Dropping her newspaper, Annabel ran to the front door. She hadn’t realized till that moment quite how worried she’d been about her son. But as the car came to a halt, the sensation of relief was so overwhelming she found she had to lean against the wall for support.
‘Hello, Mum.’
Unfolding his long legs, Milo climbed out of the driver’s seat, smiling at Annabel as if nothing had happened. She waited for him to come up the steps and fall into her arms. But instead he walked round the car and opened the passenger door. To Annabel’s horror, Magda Bartosz emerged.
‘Lady Wellesley. I’m so sorry …’ she began.

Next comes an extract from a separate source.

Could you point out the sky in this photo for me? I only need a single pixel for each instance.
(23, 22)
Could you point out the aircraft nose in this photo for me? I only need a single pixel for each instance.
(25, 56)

Milo put a protective arm around her shoulders. ‘You must call her Annabel.’
‘She most certainly must
not
,’ Annabel spluttered. She turned to Milo, her relief already replaced with outrage. ‘What on earth is
she
doing here? I thought they sent her back to Poland.’
‘They did.’ Milo was still smiling, an almost beatific look of happiness on his face. ‘It took me a hell of a time to track her down, too. But I did it. I found her, and I asked her to marry me, and I’m delighted to say she accepted.’
Annabel gripped the wall more tightly.
‘You’re engaged?’
‘Nope. We’re married!’ Milo looked adoringly at Magda. ‘We didn’t think we’d get Magda’s papers through in time for Christmas. There’s such a backlog at this time of year. But James Garforth kindly pulled some strings and here we are. We’ve been driving for four days straight, but,’ he threw his arms wide, ‘we made it.’
Eddie held the phone away from his ear to prevent himself being deafened.
‘All right, darling. Calm down.’
‘Calm
down? CALM DOWN?
They are
married
, Eddie.
Married.
That conniving little witch has married our son!’
‘Yes. I got that part,’ Eddie said calmly. ‘Where are they now?’